Which specific viral proteins are being targeted for the development of anti-Ebola drugs?

Several viral proteins present potential targets for anti-Ebola drugs. These include NP, VP35, VP40, GP, VP30, VP24, and L, which are all essential for the virus's replication cycle. Among these, Ebola RdRp (RNA-dependent RNA polymerase) is considered one of the most promising targets, as it is critical for viral genome replication. The viral glycoprotein (GP) is also a target, involved in the virus's entry into cells through macropinocytosis.

Beyond vaccines, what are the crucial next steps needed to combat Ebola effectively?

The next steps in the fight against Ebola involve a multi-pronged approach. Development and deployment of vaccines offer hope, but equally crucial is the availability of effective therapeutic drugs. Three-dimensional cell/tissue culture systems, like those used with the Zika virus, could reveal additional therapeutic avenues. Furthermore, accelerating the drug discovery pipeline requires more BSL4 facilities and greater cooperation between academia, industry, and global health organizations. Repurposing already approved drugs for human EBOV infections is also an immediately actionable strategy.

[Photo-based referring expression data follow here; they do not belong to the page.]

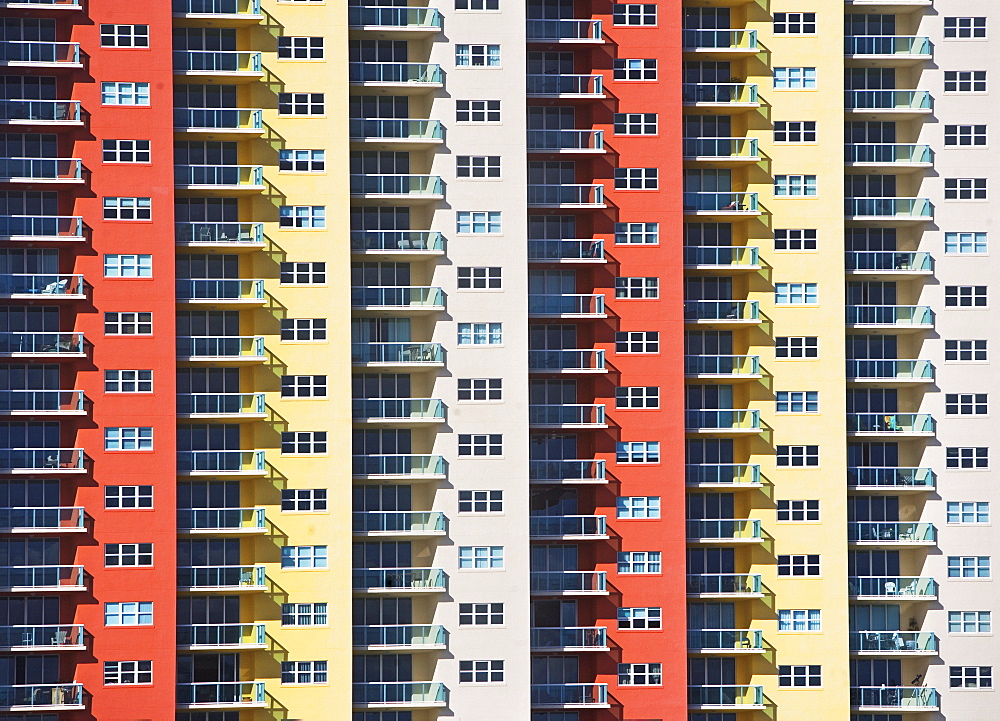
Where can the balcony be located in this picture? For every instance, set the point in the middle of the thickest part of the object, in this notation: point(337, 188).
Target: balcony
point(217, 349)
point(569, 639)
point(566, 86)
point(399, 523)
point(724, 585)
point(398, 580)
point(41, 228)
point(897, 425)
point(570, 415)
point(566, 471)
point(872, 478)
point(891, 533)
point(727, 641)
point(399, 694)
point(566, 361)
point(47, 460)
point(569, 583)
point(399, 467)
point(220, 521)
point(566, 305)
point(567, 30)
point(42, 697)
point(403, 638)
point(227, 463)
point(31, 579)
point(897, 699)
point(892, 588)
point(569, 695)
point(724, 476)
point(566, 196)
point(231, 237)
point(43, 639)
point(893, 643)
point(40, 112)
point(581, 528)
point(41, 170)
point(221, 695)
point(221, 578)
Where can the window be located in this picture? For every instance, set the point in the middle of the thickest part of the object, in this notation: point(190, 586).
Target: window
point(639, 674)
point(634, 507)
point(965, 81)
point(303, 386)
point(303, 442)
point(797, 401)
point(302, 273)
point(636, 178)
point(130, 613)
point(965, 350)
point(968, 566)
point(125, 93)
point(978, 458)
point(301, 104)
point(480, 671)
point(477, 111)
point(795, 239)
point(477, 166)
point(480, 614)
point(635, 124)
point(799, 676)
point(635, 69)
point(478, 221)
point(480, 501)
point(794, 186)
point(480, 557)
point(128, 496)
point(128, 381)
point(302, 161)
point(479, 278)
point(795, 131)
point(637, 452)
point(303, 614)
point(476, 444)
point(798, 510)
point(794, 24)
point(640, 619)
point(965, 28)
point(304, 556)
point(480, 333)
point(128, 439)
point(965, 404)
point(124, 36)
point(128, 554)
point(970, 676)
point(127, 672)
point(798, 565)
point(308, 329)
point(125, 151)
point(969, 622)
point(799, 619)
point(641, 341)
point(795, 293)
point(794, 78)
point(308, 48)
point(637, 397)
point(303, 499)
point(480, 389)
point(477, 56)
point(128, 209)
point(639, 562)
point(303, 672)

How does the Ebola virus enter cells and what role does the viral glycoprotein (GP) play in this process?

Ebola utilizes macropinocytosis, where the viral glycoprotein (GP) binds to cell surface receptors, triggering the virus's entry into the cell. After entry, Ebola employs a fusion interaction of its GP with the endosome to escape from the late endosomes, allowing the virus to continue its replication cycle. Understanding these specific mechanisms can help design targeted antiviral therapies to disrupt the virus's ability to infect cells. However, the process of replication and transcription of the virus RNA once inside the cell is also a good target.